- Genre: Variety
- Presented by: Hal Wayne
- Country of origin: Australia
- Original language: English

Production
- Producers: Harry Pringle (1958-60); Peter Page (1961);

Original release
- Network: ABC Television
- Release: 1958 – 1961

= Cafe Continental (Australian TV series) =

Cafe Continental is an Australian television variety series which aired from 1958 to 1961 on ABC. Hosted by Czech-born entertainer Hal Wayne, it featured guests of a wide variety of ethnic backgrounds and aired fortnightly, alternating with Hal Lashwood's Alabama Jubilee, a minstrel series. Producers of the series were Harry Pringle (1958–60) and Peter Page (1961). The series featured a Café setting and was broadcast live. It is not confirmed how many episodes still exist, but at least seven episodes are held by the National Film and Sound Archive, and an additional episode may be held by National Archives of Australia.
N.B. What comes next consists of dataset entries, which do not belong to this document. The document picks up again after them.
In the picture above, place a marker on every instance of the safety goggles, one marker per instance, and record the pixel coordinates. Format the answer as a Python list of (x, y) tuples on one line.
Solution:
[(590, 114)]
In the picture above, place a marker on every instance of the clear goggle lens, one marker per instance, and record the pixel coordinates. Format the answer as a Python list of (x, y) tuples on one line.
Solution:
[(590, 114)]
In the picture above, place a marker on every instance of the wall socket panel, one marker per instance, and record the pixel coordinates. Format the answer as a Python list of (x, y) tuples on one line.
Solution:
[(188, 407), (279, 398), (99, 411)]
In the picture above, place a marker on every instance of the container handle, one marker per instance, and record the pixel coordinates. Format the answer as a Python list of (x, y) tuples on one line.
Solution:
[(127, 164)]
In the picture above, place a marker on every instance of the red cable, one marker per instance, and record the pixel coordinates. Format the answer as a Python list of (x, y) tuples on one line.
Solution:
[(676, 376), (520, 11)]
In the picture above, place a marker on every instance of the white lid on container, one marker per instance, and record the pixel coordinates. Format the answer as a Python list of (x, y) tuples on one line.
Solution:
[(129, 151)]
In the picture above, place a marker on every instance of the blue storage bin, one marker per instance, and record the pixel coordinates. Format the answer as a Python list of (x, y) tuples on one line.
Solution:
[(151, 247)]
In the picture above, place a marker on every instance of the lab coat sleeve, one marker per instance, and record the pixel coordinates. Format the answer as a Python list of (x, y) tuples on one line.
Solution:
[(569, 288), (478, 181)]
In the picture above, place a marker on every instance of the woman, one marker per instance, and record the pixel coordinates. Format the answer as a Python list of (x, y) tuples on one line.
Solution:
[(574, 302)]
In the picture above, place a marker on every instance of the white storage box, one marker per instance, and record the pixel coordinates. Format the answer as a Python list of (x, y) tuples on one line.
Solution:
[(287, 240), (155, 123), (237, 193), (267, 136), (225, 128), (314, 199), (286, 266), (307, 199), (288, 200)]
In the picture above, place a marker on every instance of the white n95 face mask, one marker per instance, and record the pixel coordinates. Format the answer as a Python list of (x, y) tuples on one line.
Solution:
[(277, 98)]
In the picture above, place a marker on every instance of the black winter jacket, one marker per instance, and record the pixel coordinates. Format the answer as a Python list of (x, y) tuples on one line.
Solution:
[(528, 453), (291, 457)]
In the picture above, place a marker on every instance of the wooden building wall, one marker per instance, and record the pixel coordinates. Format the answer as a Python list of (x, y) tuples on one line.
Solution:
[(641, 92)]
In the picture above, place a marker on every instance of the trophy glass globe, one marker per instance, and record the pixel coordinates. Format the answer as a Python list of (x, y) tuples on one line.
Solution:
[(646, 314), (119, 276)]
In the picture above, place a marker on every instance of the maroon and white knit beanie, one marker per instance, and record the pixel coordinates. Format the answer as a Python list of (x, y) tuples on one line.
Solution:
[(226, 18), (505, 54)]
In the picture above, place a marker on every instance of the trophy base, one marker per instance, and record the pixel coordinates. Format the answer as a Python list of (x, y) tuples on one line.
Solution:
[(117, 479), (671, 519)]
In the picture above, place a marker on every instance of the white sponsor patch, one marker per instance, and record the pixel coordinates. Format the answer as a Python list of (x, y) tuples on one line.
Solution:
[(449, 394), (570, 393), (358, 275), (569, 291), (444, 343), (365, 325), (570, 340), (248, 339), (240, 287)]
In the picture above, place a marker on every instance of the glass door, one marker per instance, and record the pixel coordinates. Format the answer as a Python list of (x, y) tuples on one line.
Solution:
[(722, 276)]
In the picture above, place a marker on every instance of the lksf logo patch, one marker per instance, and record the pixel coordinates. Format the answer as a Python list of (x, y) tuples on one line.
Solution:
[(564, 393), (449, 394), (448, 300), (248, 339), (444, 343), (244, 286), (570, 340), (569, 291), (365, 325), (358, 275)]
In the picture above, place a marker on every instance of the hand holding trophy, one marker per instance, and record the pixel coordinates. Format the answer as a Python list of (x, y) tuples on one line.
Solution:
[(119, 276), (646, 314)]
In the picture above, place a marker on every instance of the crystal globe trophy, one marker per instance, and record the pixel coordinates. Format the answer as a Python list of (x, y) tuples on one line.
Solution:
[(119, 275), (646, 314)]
In an extant 1959 episode, the guests included Brazilian dancer Yvonne Huggman, clarinettist Reuben Solomon, Terry Carr and his dog, ventriloquist Dennis Spicer, singer Wilhelmina Bermingham, and dancers The Cossack Duo, while a 1960 episode featured Quintetto Di Toppano, dance duo Les Girls, French Apache dancers The Rivieras, a Croatian folk lore group, singer Theresa Leung Ping, and a one-man-juggling act named Chang.